Vifor Pharma studies Ferinject in three trials for heart failure and iron deficiency
Swiss-based Vifor Pharma has initiated three clinical trials known as AFFIRM-AHF, FAIR-HF2 and HEART-FID, to assess the efficacy of Ferinject on morbidity and mortality outcomes in systolic heart failure and iron deficiency patients.
Ferinject is a non-dextran-based intravenous (IV) iron replacement therapy with ferric carboxymaltose as the active pharmaceutical ingredient.
The trials are designed to support the positive findings from the previous FAIR-HF, CONFIRM-HF and EFFECT-HF trials that demonstrated statistically significant benefits of Ferinject in relation to symptoms, functional capacity and oxygen consumption.
The AFFIRM-AHF trial is set to be conducted in 1,100 acute heart failure patients and will involve administration of Ferinject or placebo prior to the discharge of patients from hospital after an episode of acute heart failure.
The trial will monitor repeat hospitalisation rate and death as the primary endpoint.
CONFIRM-HF and AFFIRM-AHF principle investigator professor Piotr Ponikowski said: "We are encouraged by the results of an analysis from the CONFIRM-HF trial, which showed a reduction in hospitalisation for worsening heart failure in patients with systolic chronic heart failure and iron deficiency who were treated with Ferinject.

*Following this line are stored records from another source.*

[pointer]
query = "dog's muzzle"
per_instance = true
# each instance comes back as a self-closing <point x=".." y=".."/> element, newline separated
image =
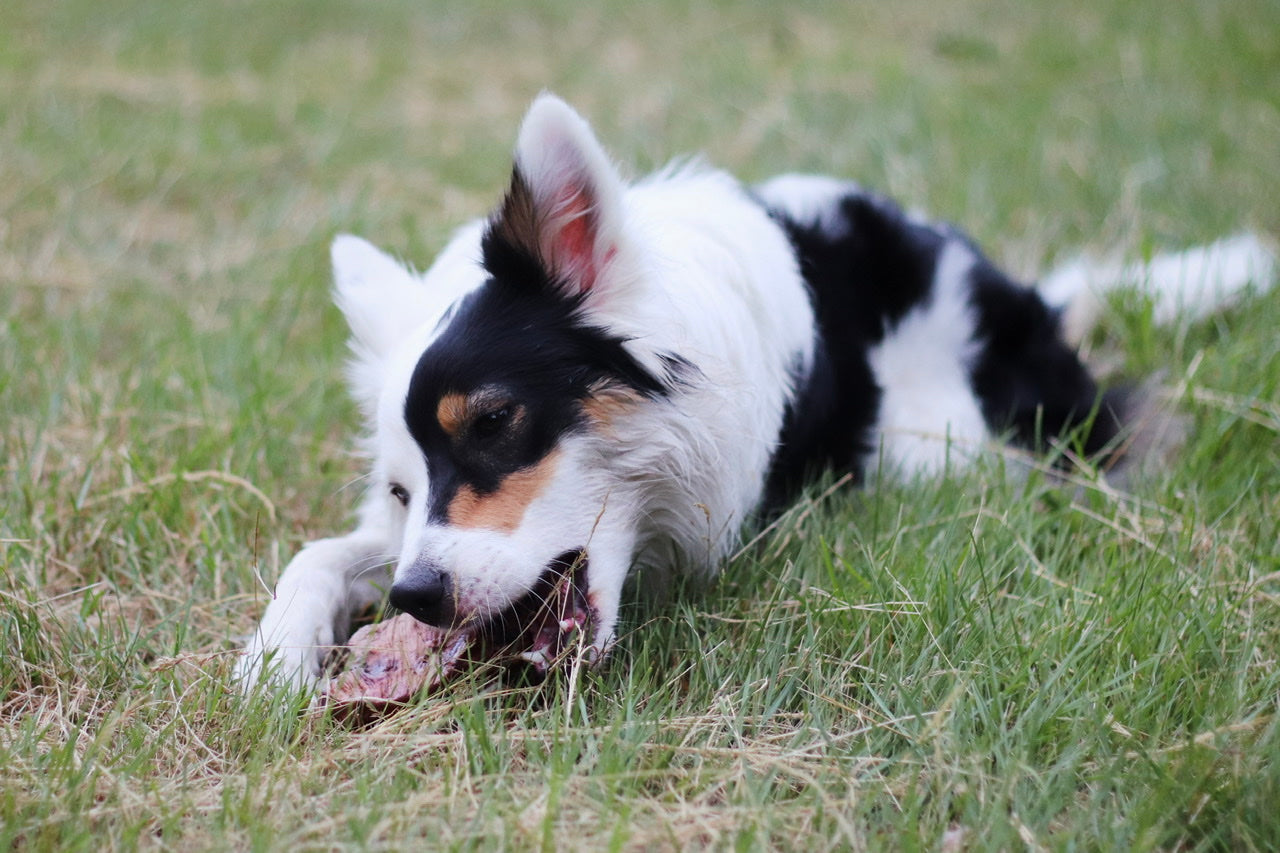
<point x="426" y="594"/>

“This gives us reason to believe we may also be able to have a positive impact on vulnerable acute heart failure patients with iron deficiency and the AFFIRM-AHF trial sets out to prospectively study this."
Funded by Germany’s University Medical Centre Hamburg-Eppendorf (UKE), the FAIR-HF2 trial will evaluate Ferinject in 1,200 systolic CHF and iron deficiency subjects, with recurrent heart failure hospitalisation rate and cardiovascular death being the primary endpoint.
The HEART-FID trial is designed to investigate the effect of Ferinject on 12-month rate of death, hospitalisation for worsening heart failure and the six-month change in a six-minute walk for patients in heart failure with iron deficiency.
The trial will be conducted by the firm’s US partner American Regent in 3,000 adults across North America.